In my self-study, I came across the following two interesting, related results:

Let $E$ be Lebesgue measurable, with $\mu(E)>0$ (here $\mu$ denotes the Lebesgue measure). Then:

1. for any $0<\rho<1$, there exists an open interval $I$ such that $\mu(E \cap I)> \rho \cdot \mu(I)$. In turn we should be able to use (1) with $\rho > 3/4$ to prove that

2. the set $E-E = \{x-y : x, y \in E\}$ contains an (open) interval centered at $0$ (in particular, if $\rho > 3/4$, the text I am using suggests that $(-\frac{1}{2} \mu(I), \frac{1}{2}\mu(I)) \subseteq E-E$).

I would like to see if anyone visiting today would be up for proving (1) or (2) (inclusive-or). I have tried to work out (1) a few times, but none of my attempts have been satisfactory.

Answer 1

This is more or less the same proof as in Paul Halmos' Measure Theory

For part (1):

First assume $\mu(E)<\infty$. Then, since Lebesgue measure is outer regular, we may, and do, choose an open set $U\supseteq E$ such that $$\rho \mu(U )<\mu(E).$$

Now write $U$ as the disjoint countable union of open intervals $U=\bigcup\limits_{n\in A} I_n$. Then $$ \rho\sum_{n\in A} \mu(I_n)= \rho\mu(U )<\mu(E)=\sum_{n\in A} \mu(I_n\cap E). $$ There must be an $n\in A$ with $\rho\mu(I_n)<\mu (E\cap I_n)$. Setting $I=I_n$ gives the desired open interval.

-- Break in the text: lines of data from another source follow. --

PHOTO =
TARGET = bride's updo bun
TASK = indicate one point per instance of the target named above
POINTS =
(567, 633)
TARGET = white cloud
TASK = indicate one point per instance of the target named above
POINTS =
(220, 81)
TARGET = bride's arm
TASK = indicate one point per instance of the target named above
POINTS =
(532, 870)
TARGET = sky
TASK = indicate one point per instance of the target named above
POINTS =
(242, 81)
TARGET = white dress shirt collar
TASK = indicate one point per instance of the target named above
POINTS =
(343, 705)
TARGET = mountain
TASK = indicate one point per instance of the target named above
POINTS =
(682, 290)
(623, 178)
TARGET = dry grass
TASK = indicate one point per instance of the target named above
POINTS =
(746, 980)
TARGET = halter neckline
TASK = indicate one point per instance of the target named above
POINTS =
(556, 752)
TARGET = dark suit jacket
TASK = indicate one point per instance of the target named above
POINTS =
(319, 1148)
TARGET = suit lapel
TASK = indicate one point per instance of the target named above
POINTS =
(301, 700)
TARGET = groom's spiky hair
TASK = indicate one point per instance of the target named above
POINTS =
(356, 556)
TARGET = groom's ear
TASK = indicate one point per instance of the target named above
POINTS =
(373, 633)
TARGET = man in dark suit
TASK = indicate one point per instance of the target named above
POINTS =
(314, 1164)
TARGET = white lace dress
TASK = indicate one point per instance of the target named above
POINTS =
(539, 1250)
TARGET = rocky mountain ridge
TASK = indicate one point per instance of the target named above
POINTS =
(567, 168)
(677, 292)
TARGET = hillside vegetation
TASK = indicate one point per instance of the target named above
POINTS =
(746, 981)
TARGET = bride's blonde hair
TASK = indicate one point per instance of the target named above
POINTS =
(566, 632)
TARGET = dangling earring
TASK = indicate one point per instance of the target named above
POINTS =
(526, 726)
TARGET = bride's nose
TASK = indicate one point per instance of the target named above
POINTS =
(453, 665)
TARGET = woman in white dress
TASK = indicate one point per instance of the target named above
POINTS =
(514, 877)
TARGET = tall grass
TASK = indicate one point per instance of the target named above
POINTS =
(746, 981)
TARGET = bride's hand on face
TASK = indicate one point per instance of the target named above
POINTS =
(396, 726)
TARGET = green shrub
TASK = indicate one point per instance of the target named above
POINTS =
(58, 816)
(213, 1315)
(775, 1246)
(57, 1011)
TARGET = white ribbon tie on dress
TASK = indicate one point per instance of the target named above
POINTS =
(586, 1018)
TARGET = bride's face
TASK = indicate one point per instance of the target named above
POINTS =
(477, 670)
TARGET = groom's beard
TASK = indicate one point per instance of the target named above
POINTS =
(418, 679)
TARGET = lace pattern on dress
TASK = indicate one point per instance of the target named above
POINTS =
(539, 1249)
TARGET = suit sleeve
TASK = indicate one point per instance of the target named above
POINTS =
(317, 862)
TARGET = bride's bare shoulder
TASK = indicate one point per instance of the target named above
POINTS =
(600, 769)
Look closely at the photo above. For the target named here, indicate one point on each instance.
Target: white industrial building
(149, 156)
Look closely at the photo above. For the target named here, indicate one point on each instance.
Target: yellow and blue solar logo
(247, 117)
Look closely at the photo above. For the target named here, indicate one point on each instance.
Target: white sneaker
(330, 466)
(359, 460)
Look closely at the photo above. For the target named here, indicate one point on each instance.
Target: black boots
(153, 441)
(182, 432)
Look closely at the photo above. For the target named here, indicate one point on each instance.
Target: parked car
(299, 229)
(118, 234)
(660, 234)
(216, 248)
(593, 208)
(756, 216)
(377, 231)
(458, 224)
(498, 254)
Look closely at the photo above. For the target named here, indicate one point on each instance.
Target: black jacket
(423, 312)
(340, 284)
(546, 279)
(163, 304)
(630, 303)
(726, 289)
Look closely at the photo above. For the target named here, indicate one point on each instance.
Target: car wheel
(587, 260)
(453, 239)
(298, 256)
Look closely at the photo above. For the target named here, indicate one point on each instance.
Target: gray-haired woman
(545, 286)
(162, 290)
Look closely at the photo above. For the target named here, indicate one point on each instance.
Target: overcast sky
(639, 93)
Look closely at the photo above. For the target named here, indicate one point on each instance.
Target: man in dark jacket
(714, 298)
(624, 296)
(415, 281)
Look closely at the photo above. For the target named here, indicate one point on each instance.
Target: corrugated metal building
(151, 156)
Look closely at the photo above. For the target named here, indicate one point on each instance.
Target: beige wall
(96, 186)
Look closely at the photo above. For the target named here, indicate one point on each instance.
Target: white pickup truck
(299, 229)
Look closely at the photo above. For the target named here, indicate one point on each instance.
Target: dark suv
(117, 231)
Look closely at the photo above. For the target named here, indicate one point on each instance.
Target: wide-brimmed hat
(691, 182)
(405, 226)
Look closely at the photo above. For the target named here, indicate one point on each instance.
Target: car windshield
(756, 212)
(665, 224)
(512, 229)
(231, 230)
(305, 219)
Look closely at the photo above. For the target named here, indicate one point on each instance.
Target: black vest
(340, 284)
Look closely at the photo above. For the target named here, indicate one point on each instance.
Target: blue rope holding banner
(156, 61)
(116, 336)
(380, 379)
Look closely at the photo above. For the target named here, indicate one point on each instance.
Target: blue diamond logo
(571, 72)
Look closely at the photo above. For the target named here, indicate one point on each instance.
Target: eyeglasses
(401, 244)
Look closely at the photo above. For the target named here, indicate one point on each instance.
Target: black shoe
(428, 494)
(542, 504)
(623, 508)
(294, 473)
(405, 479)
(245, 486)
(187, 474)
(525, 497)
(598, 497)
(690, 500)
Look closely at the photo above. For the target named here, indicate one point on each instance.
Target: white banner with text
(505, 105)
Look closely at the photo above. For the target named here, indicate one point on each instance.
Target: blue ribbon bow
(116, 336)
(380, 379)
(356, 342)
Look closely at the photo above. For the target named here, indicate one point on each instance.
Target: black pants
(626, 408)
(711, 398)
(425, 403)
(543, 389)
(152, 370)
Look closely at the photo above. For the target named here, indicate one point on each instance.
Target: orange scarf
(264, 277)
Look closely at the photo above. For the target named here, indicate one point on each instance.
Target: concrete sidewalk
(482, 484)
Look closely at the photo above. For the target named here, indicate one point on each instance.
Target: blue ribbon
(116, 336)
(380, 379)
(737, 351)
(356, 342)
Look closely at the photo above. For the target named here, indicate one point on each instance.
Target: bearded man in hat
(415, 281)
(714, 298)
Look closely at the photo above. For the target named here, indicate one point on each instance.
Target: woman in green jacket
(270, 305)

If $\mu(E)$ is infinite, choose an interval $J$ so that $0<\mu(E\cap J)<\infty$. As, above, there is an open interval $I$ with $\rho \mu(I)<\mu\bigl( (E\cap J) \cap I\bigr)\le \mu (E\cap I)$.

For part (2):

Take $\rho={3\over4}$ and choose an open interval $I$ so that

$$\rho\mu(I )<\mu (E\cap I ).$$ Take $$\tag{1}x\in( -{1\over 2}\mu(I), {1\over 2}\mu(I) ).$$

Consider the sets

$\ \ \ \ A=E\cap I$

and

$\ \ \ \ B= (E\cap I)+x$

We have $\mu(A)=\mu(B)$; so, if $A\cap B=\emptyset$, then $$ \mu(A\cup B)=2\mu(A) >{3\over 2} \mu(I). $$

But, by $(1)$, $A\cup B$ is contained in the interval $I\cup (I+x)$, which has measure at most $ {3\over2}\mu(I)$ (informally $I+x$ is the interval $I$ shifted to the right by at most half the length of $I$).

It follows that $A\cap B\ne\emptyset$. Let $y\in A\cap B$. Write $y=z+x$ for some $z\in E\cap I$. Then $x=y-z\in E-E$.

It follows that the interval $( -{1\over 2}\mu(I), {1\over 2}\mu(I) )\subset E$.

Answer 2

Here is another proof of (1) which I found slightly more intuitive. It is very similar to the one provided by David.

Let $\rho \in (0, 1)$ be fixed. Suppose towards a contradiction that every open interval $I$ satisfies $\mu(E \cap I) \leq \rho \mu(I)$. I'll do the case when $\mu(E) < \infty$ (the case when $\mu(E)=\infty$ by applying the finite case on a subset of $E$).

Begin with the outer regularity of Lebesgue measure which allows us to pick, for any $\epsilon > 0$, an open set $U \supset E$ such that $\mu(E) \geq \mu(U) - \epsilon$. Since $U$ is an open set, $U=\bigcup_{j=1}^{\infty} I_j$ where the $I_j$'s are disjoint open intervals. Observe that $E = \bigcup_{j=1}^{\infty} E \cap I_j$, and each $E\cap I_j$ is disjoint. Hence, $$ \mu(E) = \mu( \bigcup_{j=1}^{\infty} E \cap I_j ) = \sum_{j=1}^{\infty} \mu( E \cap I_j ) \leq \sum_{j=1}^{\infty} \rho \mu( I_j ) = \rho \sum_{j=1}^{\infty} \mu( I_j ) = \rho \mu( U ) \:. $$ We have learned that $$ \mu(U) - \epsilon \leq \mu(E) \leq \rho \mu(U) \:. $$ Taking $\epsilon \rightarrow 0$ we have $\mu(U) \leq \rho \mu(U) < \mu(U)$, a contradiction.